MOAT - A Low Cost 'Wonderful Business at Fair Price' ETF

Author's Avatar
Mar 04, 2014
Article's Main Image

Warren Buffett (Trades, Portfolio) has repeatedly said that non-professional investors should use index funds instead of buying individual stocks. In fact, he specifically named Vanguard S&P 500 index fund due to the fund’s ultra-low expense ratio.

Admittedly, if one has invested in the Vanguard S&P 500 index fund over time (no market timing involved), one would have done very well in the long run. But what if you can invest in a low cost index fund that is very likely to beat the S&P 500 index with arguably low risks and higher quality companies? This idea may sound a tad provocative and too good to be true.

This fund is Market Vectors Wide Moat ETF (MOAT, Financial), which is based on the Morningstar Wide Moat Focus Index (MWMFTR). According to the index description, MWMFTR is a rules-based, equal-weighted index intended to offer exposure to the 20 most attractively priced companies with sustainable competitive advantages according to Morningstar's equity research team.

Note the bolded words. For a company to be included in the index, not only does it have to have a sustainable competitive advantage but also have to be attractively priced. Morningstar keeps track of a list of wide-moat lists and ranks the companies within the last according to the price to fair value. Therefore, while a company such as Procter and Gamble has one of the widest moats, it won’t be top ranked unless the price is attractive. Below are the latest holdings of MOAT. Readers may note that it is not exactly equally weighted. This is because as prices change every day, market value and hence percentage of net assets of each holding will change accordingly. A daily rebalancing will result in unnecessary large trading cost so the rebalance is done on a quarterly basis.

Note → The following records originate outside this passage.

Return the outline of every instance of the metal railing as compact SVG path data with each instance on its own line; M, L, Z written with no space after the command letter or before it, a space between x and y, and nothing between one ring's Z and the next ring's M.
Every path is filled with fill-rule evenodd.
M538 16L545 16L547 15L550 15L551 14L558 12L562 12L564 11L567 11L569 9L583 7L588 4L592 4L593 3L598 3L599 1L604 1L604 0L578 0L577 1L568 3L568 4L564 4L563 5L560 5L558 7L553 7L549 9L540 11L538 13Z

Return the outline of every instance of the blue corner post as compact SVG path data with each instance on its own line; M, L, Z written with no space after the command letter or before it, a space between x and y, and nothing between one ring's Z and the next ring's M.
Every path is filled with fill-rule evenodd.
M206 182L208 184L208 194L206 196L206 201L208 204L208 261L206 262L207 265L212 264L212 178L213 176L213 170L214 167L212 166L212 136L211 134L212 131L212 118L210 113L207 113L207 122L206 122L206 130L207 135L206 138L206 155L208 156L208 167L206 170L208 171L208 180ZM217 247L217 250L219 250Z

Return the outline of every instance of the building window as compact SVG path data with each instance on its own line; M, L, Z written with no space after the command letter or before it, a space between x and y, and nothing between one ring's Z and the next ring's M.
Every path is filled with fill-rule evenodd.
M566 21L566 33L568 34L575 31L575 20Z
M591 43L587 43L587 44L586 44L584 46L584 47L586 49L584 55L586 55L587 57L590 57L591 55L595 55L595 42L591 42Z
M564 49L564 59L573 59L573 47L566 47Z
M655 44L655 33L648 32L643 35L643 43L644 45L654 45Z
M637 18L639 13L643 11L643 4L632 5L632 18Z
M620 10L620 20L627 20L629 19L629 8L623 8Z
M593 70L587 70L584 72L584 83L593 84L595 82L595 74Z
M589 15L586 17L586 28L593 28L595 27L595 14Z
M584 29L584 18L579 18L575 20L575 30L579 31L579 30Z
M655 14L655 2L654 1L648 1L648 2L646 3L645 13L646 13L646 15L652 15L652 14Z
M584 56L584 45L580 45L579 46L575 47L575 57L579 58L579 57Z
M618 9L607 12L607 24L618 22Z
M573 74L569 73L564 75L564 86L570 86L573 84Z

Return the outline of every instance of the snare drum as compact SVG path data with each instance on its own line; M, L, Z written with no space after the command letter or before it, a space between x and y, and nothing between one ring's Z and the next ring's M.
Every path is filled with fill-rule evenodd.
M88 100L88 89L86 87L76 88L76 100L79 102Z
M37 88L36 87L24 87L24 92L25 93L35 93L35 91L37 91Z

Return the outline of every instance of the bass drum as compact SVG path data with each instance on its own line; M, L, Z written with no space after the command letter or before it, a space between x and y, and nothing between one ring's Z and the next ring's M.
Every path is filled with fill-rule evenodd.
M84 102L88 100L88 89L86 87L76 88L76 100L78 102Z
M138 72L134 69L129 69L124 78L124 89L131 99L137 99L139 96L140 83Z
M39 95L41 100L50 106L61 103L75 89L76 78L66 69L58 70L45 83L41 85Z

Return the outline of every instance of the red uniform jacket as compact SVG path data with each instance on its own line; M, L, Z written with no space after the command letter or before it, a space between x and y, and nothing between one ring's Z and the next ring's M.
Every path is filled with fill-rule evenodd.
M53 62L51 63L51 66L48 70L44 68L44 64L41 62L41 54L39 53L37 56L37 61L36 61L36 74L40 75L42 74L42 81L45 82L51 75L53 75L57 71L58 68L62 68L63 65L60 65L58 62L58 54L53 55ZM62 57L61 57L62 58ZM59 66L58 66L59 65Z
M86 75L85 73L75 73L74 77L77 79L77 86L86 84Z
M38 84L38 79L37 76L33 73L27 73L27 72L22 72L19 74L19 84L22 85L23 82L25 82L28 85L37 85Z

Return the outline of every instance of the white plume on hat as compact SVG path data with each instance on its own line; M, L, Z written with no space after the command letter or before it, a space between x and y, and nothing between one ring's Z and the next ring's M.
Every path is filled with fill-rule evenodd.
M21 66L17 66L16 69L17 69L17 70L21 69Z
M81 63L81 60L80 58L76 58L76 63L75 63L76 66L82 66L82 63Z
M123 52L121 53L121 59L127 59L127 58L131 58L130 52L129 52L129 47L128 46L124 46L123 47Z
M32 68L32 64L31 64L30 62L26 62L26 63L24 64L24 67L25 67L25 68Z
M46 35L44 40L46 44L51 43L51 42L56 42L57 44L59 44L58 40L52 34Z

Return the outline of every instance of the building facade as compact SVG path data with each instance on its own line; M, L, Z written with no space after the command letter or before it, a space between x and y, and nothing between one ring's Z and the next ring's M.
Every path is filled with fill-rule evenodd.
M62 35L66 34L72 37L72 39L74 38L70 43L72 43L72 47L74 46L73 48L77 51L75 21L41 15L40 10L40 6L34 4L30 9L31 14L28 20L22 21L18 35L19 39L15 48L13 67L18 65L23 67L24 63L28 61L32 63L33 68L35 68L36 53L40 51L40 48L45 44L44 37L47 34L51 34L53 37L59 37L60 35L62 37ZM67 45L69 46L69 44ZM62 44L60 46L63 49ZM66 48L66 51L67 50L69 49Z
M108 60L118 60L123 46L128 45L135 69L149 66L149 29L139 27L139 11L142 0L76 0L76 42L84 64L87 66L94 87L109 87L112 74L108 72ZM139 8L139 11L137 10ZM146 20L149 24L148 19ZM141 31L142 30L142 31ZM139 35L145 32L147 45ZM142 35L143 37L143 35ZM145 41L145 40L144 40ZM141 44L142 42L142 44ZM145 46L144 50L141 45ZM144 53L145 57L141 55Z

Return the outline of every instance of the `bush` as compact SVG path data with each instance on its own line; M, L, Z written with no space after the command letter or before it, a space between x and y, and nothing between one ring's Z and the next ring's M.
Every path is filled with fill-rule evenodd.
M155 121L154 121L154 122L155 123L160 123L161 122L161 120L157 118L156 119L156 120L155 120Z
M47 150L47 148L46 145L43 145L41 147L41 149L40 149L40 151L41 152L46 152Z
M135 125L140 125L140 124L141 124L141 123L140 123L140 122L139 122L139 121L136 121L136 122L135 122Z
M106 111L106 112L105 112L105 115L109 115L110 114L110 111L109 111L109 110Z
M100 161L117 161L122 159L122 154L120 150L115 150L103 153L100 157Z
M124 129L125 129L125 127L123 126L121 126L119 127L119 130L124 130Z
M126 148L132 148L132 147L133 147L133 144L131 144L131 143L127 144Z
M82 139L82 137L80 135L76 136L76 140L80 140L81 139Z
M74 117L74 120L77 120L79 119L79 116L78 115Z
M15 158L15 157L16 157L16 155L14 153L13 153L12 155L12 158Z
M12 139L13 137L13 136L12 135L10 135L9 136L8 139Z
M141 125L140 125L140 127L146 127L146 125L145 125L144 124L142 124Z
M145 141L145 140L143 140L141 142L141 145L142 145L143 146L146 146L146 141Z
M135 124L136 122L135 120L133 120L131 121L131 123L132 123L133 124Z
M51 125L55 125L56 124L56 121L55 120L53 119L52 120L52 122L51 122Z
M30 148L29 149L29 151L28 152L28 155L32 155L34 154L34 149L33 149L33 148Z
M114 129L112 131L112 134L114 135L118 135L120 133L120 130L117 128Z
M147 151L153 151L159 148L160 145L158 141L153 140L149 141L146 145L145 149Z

All Fund Holdings as of 03/03/2014
Number Holding Ticker Shares Market Value % of net assets
1 Intuitive Surgical ISRG US 79,041 $35,871,967.44 5.94%
2 Eli Lilly & Co LLY US 579,799 $34,505,179.44 5.71%
3 Compass Minerals Internation CMP US 394,529 $33,816,772.28 5.60%
4 Ebay Inc EBAY US 564,109 $32,893,195.79 5.45%
5 Spectra Energy SE US 874,687 $32,651,839.26 5.41%
6 Oracle Corp ORCL US 838,494 $32,290,403.94 5.35%
7 Accenture Plc-Cl A ACN US 389,491 $32,133,007.50 5.32%
8 Express Script ESRX US 430,967 $32,089,802.82 5.31%
9 Exelon Corp EXC US 1,034,572 $31,383,881.32 5.20%
10 Schlumberger Ltd SLB US 336,409 $30,833,140.54 5.10%
11 IBM IBM US 165,402 $30,627,536.12 5.07%
12 Baxter Intl Inc BAX US 432,704 $29,808,978.56 4.93%
13 Berkshire Hathaway Inc-Cl B BRK/B US 253,066 $29,370,839.96 4.86%
14 Western Union WU US 1,747,788 $28,995,802.92 4.80%
15 McDonalds Corp MCD US 304,200 $28,938,546.00 4.79%
16 Sysco Corp SYY US 784,046 $28,225,656.00 4.67%
17 Kinder Morgan Inc KMI US 889,452 $28,142,261.28 4.66%
18 Coca-Cola Co/The KO US 722,109 $27,526,795.08 4.56%
19 C.H. Robinson Worldwide Inc CHRW US 505,114 $26,139,649.50 4.33%
20 Weight Watchers WTW US 897,440 $18,918,035.20 3.13%
21 Other/Cash Ă‚ 0 ($1,070,111.72) -0.18%

MOAT was launched in late 2012 and underperformed S&P by a very thin margin in 2013 (MOAT netted a 30.88% total return versus S&P’s 32.39%). One year is too short to make any definitive conclusion about future performance,s but it seemsthat for non-professional investors who adhere to Buffett’s “buying wonderful business at fair prices” advice, MOAT may deserve some allocation in the portfolio.